Indications are that the UAW will grant GM creative ways to further improve GM’s productivity – reflecting earlier statements by King that the union is looking for “creative solutions” that would avoid running up labor costs.  There could be subtle changes in other areas, perhaps medical care, that will also counter-balance any gains provided UAW members.

“We wanted a contract that provides our members with a real share of the success of the company and ensures its continued success. Our members cannot succeed unless the company succeeds, and we are strongly committed to that joint success, as this contract demonstrates,” said the UAW’s Ashton.

“We used a creative problem-solving approach to reach an agreement that addresses the needs of employees and positions our business for long-term success,” said Cathy Clegg, GM vice president, labor relations. “We worked hard for a contract that recognizes the realities of today’s marketplace, enabling GM to continue to invest in U.S. manufacturing and provide good jobs to thousands of American,” Clegg added.

Ashton said the UAW turned aside the company’s demands for major changes that would have altered its pension plan and rejected major concessions in health care.

“As everyone knows, we have had, and will continue to have, some real differences with GM,” he said. “We proved again today that through the collective bargaining process, we can provide decent wages, benefits and employment rights for workers while ensuring quality products and healthy profits for employers.

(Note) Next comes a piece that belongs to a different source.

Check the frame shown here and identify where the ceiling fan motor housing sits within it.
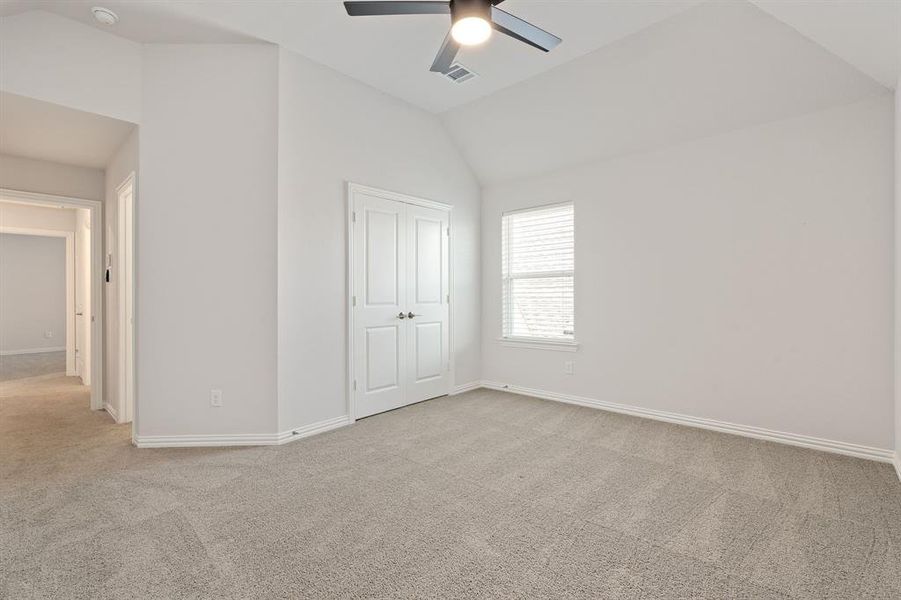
[451,0,491,23]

We stand recommitted to our goal of organizing and fighting for all workers in the entire U.S. auto industry.”

Observers note that the ongoing labor talks had a silent partner sitting in on negotiations.  The Detroit makers have repeatedly said they must remain competitive with the so-called “transplant” auto factories – operated by most major foreign brands including Toyota, BMW and Hyundai – that now account for about a third of the vehicles sold in North America.

Though the cost gap has been narrowed, it has not been completely closed, outsiders caution.  And, if anything, “There will continue to be a downward pressure on the wages and benefits of all autoworkers,” King acknowledged.

If anything, that is only likely to encourage the UAW to now ramp up efforts to organize the transplants, a process that has been stymied since the first opened a quarter century ago.  Only two of the facilities now have UAW representation – and those only because they were originally opened as part of joint ventures between Japanese and U.S. makers.

Those organizing drives will have to wait, however, until the UAW completes its contract talks in Detroit.  The maker agreed to an indefinite extension with Ford – the only maker it can legally strike – while it focused on GM and Chrysler.

Hours before the Setpember 14th deadline it appeared Chrysler was ready to settle.  Indeed, that likelihood led CEO Sergio Marchionne to return from Europe, where he had addressed media at the Frankfurt Motor Show and was next to meet with German Chancellor Angela Merkel.  But UAW President King reportedly missed a meeting with Marchionne after the executive’s return, leading the CEO to fire off an angry letter that has since gone public.

Nonetheless, it is likely that the UAW will now press Chrysler to accept the same “pattern” contract GM has, and will then push Ford to sign on, as well.

Paul A. Eisenstein contributed to this report.